Who?
First I was a Midwesterner who wanted to live in a huge city filled with art and culture, so I moved to New York. Later I was a New Yorker who wanted trees and a yard, yet still some art and culture, so I moved to Portland. Now I’m a Portlander living in an old green house with my husband and son and books and records and coffee and a fig tree, and I’m pretty content. I work as an editor, but my main art crush is photography. I’m frequently scheming to get outside with a camera.
What?
My photos are unplanned, mostly in color, and often shot from urban sidewalks with a clunky medium-format camera. Or maybe an instant camera or a phone. I like shooting in nature and smaller towns too, but I love cities and the way things overlap in public spaces.
I’m especially drawn to neighborhoods where the buildings and storefronts and people are less sleek, more idiosyncratic. Lots of things make me lift my camera to my eye, from handmade signs and cryptic marks to animals and shifting light. But I only occasionally trip the shutter, depending on how things interact. There’s an x-factor there. Sometimes I include people, other times just what they’ve made or left behind.
Where?
I’m pretty settled in Portland and spend most days here. I usually have a camera nearby to grab shots of daily life, and I take photo walks about once a week if it’s not raining. Portland’s been changing in recent years, with expensive new developments bristling against its old-school indie/DIY culture. There’s still a lot to see within a few miles of my place.

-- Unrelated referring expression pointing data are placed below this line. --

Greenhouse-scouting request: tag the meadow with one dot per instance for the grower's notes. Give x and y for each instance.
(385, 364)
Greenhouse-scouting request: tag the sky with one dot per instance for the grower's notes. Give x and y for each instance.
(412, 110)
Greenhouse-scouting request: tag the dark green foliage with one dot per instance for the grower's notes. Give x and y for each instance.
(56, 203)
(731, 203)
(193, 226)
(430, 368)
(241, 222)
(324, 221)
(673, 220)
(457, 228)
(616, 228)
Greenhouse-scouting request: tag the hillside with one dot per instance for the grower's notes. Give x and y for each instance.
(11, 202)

I also love traveling and wandering unfamiliar streets. I sometimes do quick trips to other West Coast cities, and twice a year we return to NYC. Occasionally I go further out, but there are big swaths of the globe I want to see but haven’t. In the meantime I try to remember that you don’t need to roam very far to get photos.
When?
Photography took a while to grab me. As a kid I loved Polaroids, though we didn’t always have film around. (This could explain why, as an adult, I’ve accumulated a small mountain of Instaxes.) In college I wanted to be a writer but also admired documentary work, so I took a Photojournalism 101 course. I was pretty inept at getting straightforward news shots and concluded photography might not be my thing.

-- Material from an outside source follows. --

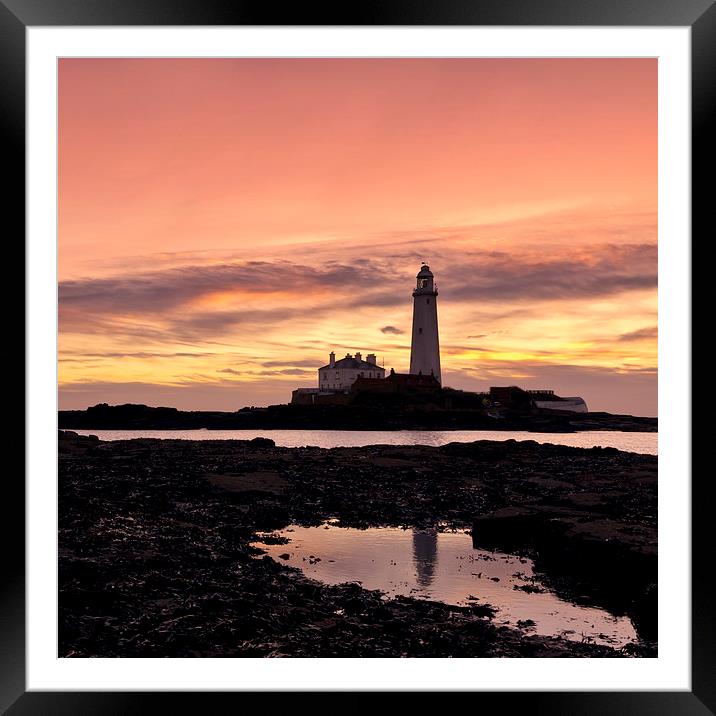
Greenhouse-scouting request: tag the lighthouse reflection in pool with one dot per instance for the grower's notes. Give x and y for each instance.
(444, 566)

A few years later, in New York in the late ’90s, I started seeing different styles of art photography and street photography and got curious again. I had torn out one of Philip-Lorca diCorcia’s hustler portraits from a magazine — the one with a shirtless mulleted guy gazing into a diner at dusk — and taped it to my cubicle at my desk job, just because it was ambiguous and beautiful. I stared at it for two months before deciding, ‘Okay, I want to shoot photos that feel like that.’ I signed up for an ICP class on color darkroom printing, began carrying a camera everywhere, and finally got hooked. Of course that diCorcia picture was staged, and I quickly realized I’d much rather make unscripted photos. But it was a catalyst at the right time.
Why?
On one level, I like being part of this movement to find sublimity or humor or beauty (however you define them) in everyday scenes. I’m not always successful, and I’m far from the only photographer trying that. But I figure it’s a slight antidote to the ugly, petty era we’re in.
It’s also just one of my favorite ways to get out into the world, away from computer screens and my own head. When I’m out looking for photos, my senses feel a bit sharper. As a vegetarian it’s probably the closest I’ll come to the thrill of the hunt. And of course if I’m using my old film camera, there’s then a few days’ delay to see if anything I shot is worthwhile. But in those moments it doesn’t matter. I like not knowing. That rush of possibility makes me go out later and try again.